The following sigmoid function by proposed Kumar [22] is used to change the contrast of the image after rescaling the gray scale image’s intensities to the range [0, 1], according to Tuan [23]:

newlm(x, y) = 1/(1 + egain∗(c−resIm(x,y)))

(2)

where gain determines the real contrast, newIm(x,y), proposed by Shakeel [24], represents the pixel’s value after the sigmoid function has been applied to the picture. The value of the pixel (x, y) in the image before the sigmoid function was applied is represented by resIm(x, y) by Sund [25], and c is the (normalized) gray value about which contrast is increased or lowered. An image before processing can be found in Figure 2 below.

3.3. Image Augmentation

Three thousand seven hundred dental images were finally selected and resized to 300 x 300 pixels. We divided the dataset into a training and validation test (n = 2960 [80%]), and a test dataset (n = 740 [20%]). The training dataset consists of 70 dental caries, and the test dataset contains 28. Because of the unbalanced image number distribution between caries, normal, and filled images in the training dataset (normal: caries: Filled = 2267: 70: 623). We applied three different augmentation schemas to the training dataset.

In the first schema, we augmented all three categories five times. In the second schema, was augmented “Normal” and “Filled” categories five times and “Caries” fifteen times. In the last schema, we augmented “Caries” twenty times, “Normal” five times, and “Filled” ten times. We used the python package “imgaug” to conduct the augmentation operation. “Imgaug” generated a random augmentation operation sequence. The operation sequence includes upscale or downscale, rotating between -15 to +15 degrees, image shifting, image flip, changing image brightness, adding Gaussian noise, and adding Gaussian blur. A sample image after augmentation is provided in Figure 3 below.

Comparing with Figure 2, images before preprocessing, we see the teeth images become brighter than the surrounding pixel point, while the surrounding pixel point become darker, which can be helpful for the feature extraction process.

3.3. Feature Extraction and Image Classification

We have used the data (mentioned in the Image Augmentation part) for the training process. For the model training process, we used a pre-trained transfer learning model named NASNetMobile, a convolutional neural network that is trained on more than a million images from the ImageNet database for the feature extraction [7,26], and a Convolutional Neural Network (CNN) model for prediction with the architecture shown in Figure 4 and Figure 5 below.

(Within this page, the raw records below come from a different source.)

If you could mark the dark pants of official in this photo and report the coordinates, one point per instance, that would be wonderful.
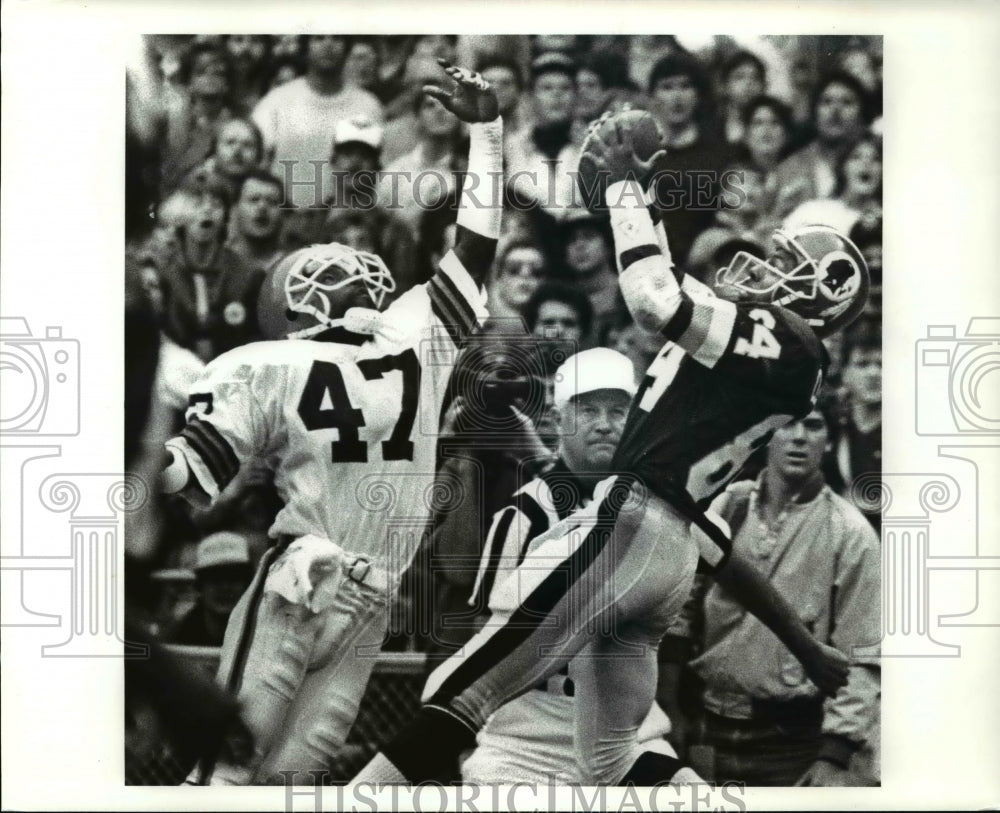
(759, 753)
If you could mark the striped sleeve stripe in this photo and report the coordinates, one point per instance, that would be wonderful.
(450, 304)
(538, 521)
(497, 544)
(532, 612)
(706, 337)
(213, 449)
(680, 321)
(632, 255)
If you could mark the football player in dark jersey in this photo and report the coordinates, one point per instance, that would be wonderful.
(602, 587)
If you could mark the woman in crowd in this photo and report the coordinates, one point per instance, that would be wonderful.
(857, 194)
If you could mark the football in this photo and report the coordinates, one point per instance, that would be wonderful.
(647, 140)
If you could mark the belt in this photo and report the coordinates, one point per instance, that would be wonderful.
(764, 711)
(559, 684)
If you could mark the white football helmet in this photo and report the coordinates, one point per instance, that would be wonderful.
(295, 300)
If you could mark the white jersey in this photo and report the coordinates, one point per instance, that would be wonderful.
(349, 430)
(530, 738)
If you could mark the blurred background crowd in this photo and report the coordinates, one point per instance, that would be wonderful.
(243, 148)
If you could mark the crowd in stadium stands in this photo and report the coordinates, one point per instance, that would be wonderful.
(243, 148)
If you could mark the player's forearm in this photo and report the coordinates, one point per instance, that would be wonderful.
(457, 530)
(661, 238)
(481, 206)
(647, 282)
(752, 589)
(849, 717)
(178, 480)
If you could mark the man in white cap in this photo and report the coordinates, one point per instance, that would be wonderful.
(530, 739)
(222, 571)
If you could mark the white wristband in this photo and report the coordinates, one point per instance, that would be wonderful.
(630, 221)
(661, 231)
(482, 194)
(175, 476)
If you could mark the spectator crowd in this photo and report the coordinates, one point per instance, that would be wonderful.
(243, 148)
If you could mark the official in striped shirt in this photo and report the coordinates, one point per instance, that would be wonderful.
(530, 739)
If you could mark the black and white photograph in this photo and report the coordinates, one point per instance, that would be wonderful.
(494, 420)
(418, 302)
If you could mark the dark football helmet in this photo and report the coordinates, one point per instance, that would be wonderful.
(815, 271)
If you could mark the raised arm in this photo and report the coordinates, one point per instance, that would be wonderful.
(478, 227)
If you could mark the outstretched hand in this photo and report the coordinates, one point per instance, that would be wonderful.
(612, 150)
(471, 98)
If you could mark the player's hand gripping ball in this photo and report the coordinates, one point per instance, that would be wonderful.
(614, 132)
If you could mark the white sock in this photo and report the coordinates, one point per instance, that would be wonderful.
(379, 771)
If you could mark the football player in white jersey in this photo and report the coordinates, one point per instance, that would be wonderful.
(336, 418)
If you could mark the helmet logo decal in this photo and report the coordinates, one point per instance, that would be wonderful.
(838, 275)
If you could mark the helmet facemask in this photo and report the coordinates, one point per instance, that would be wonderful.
(827, 284)
(306, 292)
(765, 282)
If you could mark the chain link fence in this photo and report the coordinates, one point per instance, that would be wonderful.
(392, 698)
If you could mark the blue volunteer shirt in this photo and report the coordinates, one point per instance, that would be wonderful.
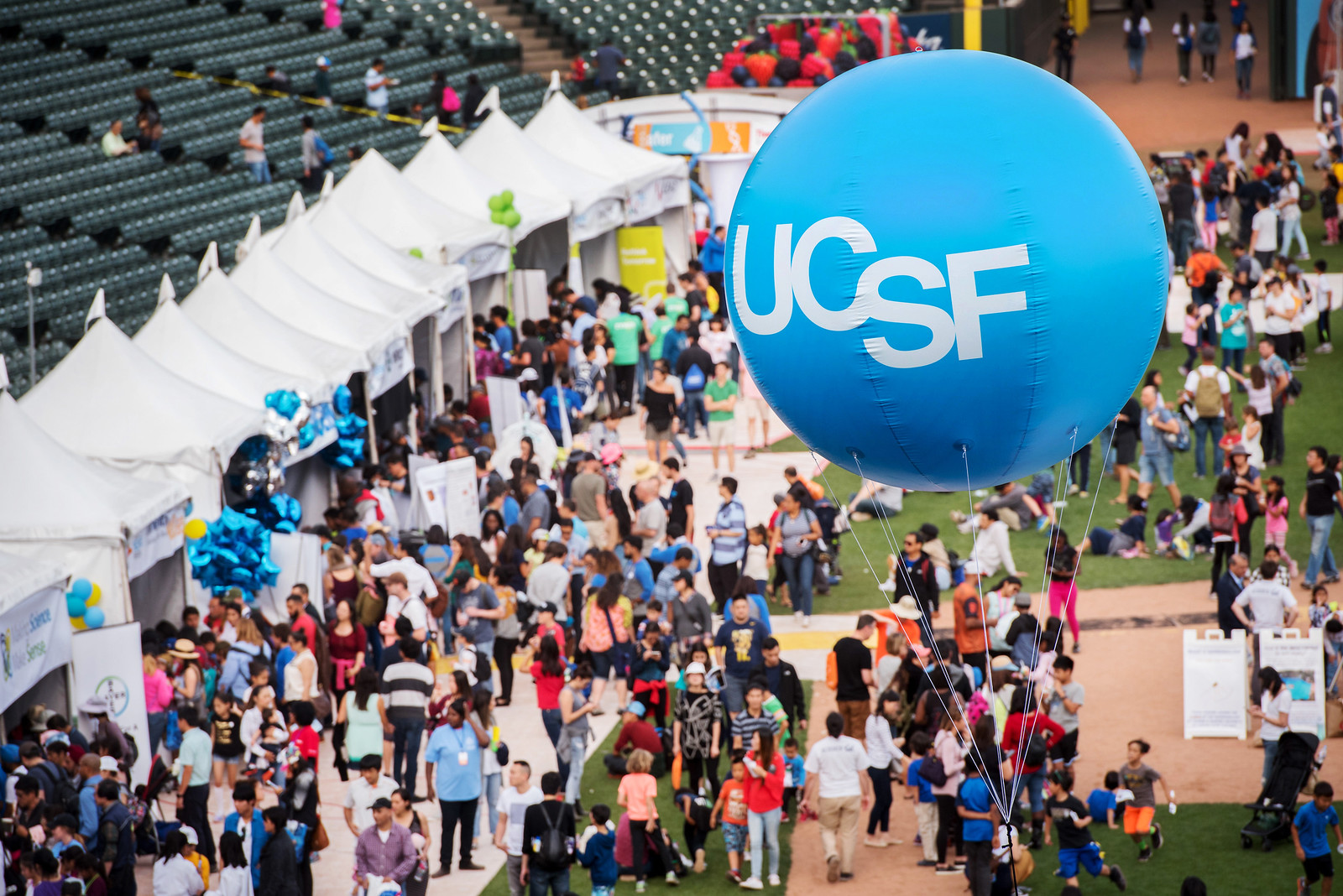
(975, 797)
(915, 779)
(1314, 826)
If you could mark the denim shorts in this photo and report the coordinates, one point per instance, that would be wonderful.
(734, 837)
(1150, 467)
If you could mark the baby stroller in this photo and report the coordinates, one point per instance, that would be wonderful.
(145, 815)
(1276, 804)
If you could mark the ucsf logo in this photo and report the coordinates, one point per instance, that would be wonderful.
(792, 282)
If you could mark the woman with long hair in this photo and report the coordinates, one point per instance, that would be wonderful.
(348, 644)
(174, 873)
(1273, 714)
(883, 746)
(363, 718)
(609, 636)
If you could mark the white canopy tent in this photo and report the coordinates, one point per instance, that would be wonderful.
(382, 338)
(111, 401)
(222, 309)
(378, 195)
(66, 510)
(501, 149)
(441, 172)
(171, 338)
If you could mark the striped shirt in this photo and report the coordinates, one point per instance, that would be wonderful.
(729, 549)
(407, 687)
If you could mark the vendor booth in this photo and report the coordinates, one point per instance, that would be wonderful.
(100, 524)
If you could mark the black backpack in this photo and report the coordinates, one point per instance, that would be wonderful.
(554, 851)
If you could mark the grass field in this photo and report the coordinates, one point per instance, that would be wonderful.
(1315, 419)
(601, 788)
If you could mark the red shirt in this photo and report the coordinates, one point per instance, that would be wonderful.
(1021, 725)
(765, 794)
(547, 688)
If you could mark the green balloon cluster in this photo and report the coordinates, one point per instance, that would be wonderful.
(503, 211)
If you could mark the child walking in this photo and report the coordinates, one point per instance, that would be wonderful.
(1076, 846)
(1311, 837)
(1141, 812)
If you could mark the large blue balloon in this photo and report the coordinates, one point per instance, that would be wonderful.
(942, 253)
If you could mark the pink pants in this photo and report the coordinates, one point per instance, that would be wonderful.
(1065, 595)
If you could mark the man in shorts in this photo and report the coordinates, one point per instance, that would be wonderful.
(1076, 847)
(756, 409)
(1158, 459)
(720, 398)
(1311, 837)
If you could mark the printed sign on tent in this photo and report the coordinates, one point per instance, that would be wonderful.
(1300, 662)
(34, 640)
(1215, 685)
(107, 665)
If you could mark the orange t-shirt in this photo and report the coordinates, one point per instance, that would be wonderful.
(969, 616)
(637, 788)
(734, 801)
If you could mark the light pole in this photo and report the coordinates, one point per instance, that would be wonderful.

The NASNETMobile is an algorithm that searches for the best algorithm to achieve the best performance on a certain task. The pioneering work by Zoph & Le 2017 [28] and Baker et al. 2017 [29] have attracted a lot of attention into the field of Neural Architecture Search (NAS), leading to many interesting ideas for better, faster, and more cost-efficient NAS methods. Commercial services such as Google’s AutoML and open-source libraries such as Auto-Keras make NAS accessible to the broader machine learning environment [30].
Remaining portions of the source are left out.